Wetland developments at Carr Creek Lake benefit wildlife, educate youth

Published Dec. 18, 2009

The five vernal ponds that were constructed at Flaxpatch Branch off Route 1231 at Carr Creek Lake in July 2007, have evolved nicely. The ponds were constructed by Ranger Kevin Wright with the assistance of Tom Biebighauser, U.S. Department of Agriculture (USDA) wildlife biologist, funding for the project was provided by the Knott County USDA Soil and Water Conservation District.

Since then, the ponds are holding water and re-colonization has started as indicated by the data gathered by Co-op Ranger Thomas Jackson during his research project as a student at Alice Lloyd College. The following is a verified list of species that have colonized at the ponds: red spotted newt, wood frog, bull frog, spring peeper, American toad, Fowler’s toad, pickerel frog, southern leopard frog and mountain chorus frog. The ecology department at Alice Lloyd College has expressed an interest in using the vernal ponds for various research projects and studies and in April 2009, an ecology class conducted a short bat survey of the area. Unfortunately, the weather was bad and no bats were netted, but future bat surveys are scheduled. This is a partnership that the U.S. Army Corps of Engineers, Carr Creek Lake and Alice Lloyd College hope to continue for many years.

This fall, Jackson conducted short introductory tours of the area to some young, but very enthusiastic Head Start students from Knott County. Ranger Jackson explained the importance of the ponds for the local ecology and netted several species of amphibians and insects that have inhabited the ponds for the children to touch, examine and hold. He also showed them some aquatic plants that live in the ponds and how they and the amphibians depend on each other for their existence.

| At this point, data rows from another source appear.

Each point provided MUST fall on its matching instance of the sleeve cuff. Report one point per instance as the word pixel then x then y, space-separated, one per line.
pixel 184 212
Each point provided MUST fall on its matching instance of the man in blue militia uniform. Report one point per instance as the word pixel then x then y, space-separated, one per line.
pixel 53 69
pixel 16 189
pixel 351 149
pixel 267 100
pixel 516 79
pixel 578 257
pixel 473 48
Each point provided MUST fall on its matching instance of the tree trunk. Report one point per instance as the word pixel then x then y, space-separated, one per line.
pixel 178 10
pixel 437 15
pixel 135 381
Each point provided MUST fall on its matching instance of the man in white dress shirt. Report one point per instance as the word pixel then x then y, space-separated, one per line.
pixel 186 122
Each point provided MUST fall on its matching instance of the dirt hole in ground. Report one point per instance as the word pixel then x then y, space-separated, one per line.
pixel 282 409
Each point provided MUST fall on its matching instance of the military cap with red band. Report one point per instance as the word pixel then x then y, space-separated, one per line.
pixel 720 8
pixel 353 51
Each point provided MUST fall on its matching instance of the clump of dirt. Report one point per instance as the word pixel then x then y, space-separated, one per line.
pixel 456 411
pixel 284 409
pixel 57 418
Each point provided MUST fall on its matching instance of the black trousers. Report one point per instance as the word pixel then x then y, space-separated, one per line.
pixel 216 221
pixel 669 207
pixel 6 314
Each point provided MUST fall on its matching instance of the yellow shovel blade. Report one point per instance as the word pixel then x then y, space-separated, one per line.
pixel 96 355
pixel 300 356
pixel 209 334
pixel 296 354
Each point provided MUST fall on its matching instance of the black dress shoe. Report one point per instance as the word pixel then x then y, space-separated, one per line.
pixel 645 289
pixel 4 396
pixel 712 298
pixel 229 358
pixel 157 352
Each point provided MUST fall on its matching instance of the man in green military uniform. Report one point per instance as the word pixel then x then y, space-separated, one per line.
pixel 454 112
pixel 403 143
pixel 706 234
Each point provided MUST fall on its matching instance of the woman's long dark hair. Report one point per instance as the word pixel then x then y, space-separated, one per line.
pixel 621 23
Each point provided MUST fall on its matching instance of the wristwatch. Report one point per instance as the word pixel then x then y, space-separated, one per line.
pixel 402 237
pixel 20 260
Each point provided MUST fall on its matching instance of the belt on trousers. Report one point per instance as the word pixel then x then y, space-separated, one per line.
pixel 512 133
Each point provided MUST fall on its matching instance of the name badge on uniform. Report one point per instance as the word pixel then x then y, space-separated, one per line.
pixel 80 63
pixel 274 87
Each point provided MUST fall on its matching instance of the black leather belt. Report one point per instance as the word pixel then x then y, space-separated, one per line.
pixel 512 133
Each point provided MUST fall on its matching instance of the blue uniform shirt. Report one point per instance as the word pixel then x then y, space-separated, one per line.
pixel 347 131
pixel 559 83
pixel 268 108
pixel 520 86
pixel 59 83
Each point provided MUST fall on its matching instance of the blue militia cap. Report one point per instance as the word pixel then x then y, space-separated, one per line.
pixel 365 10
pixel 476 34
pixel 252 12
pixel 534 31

The philosophy at Carr Creek Lake is to get them started at an early age, get children interested in nature and how important it is to preserve and protect it. This is just one program here at Carr Creek Lake that directly supports the need for the nation’s youth to "get back to nature."

What are vernal ponds?

Vernal ponds are a type of seasonal or temporary wetland. They were once common, naturally occurring features on the landscape. Vernal ponds are known by many names and vary in definition. In some locations their name denotes the relationship to the vernal or spring equinox. In areas where the seasons are less pronounced, many refer to them as ephemeral, seasonal or temporary wetlands.

Wetlands that do not contain fish are uncommon, but they are so very important to frogs and salamander species because fish are a major predator. Approximately one-half of all frogs and one-third of all salamander species rely on seasonal or temporary wetlands for development. The wood frog, spotted salamander and eastern spade foot toad larvae are just a few of the amphibians that can successfully mature and emerge from these fishless habitats.

Waterfowl such as the wood duck and mallard use vernal ponds extensively during migration and for consuming insects, crustaceans and seeds for energy during their long flights.

Reptiles such as the eastern box turtle and eastern garter snake use vernal ponds as feeding stations as they move from one area to another.

Mammals use vernal ponds, too. Bats are attracted to them as a water source and to the insects that fly over the water.

Vernal ponds and other seasonal wetlands provide a window of necessity for these species to function and fulfill their role in the ecosystem.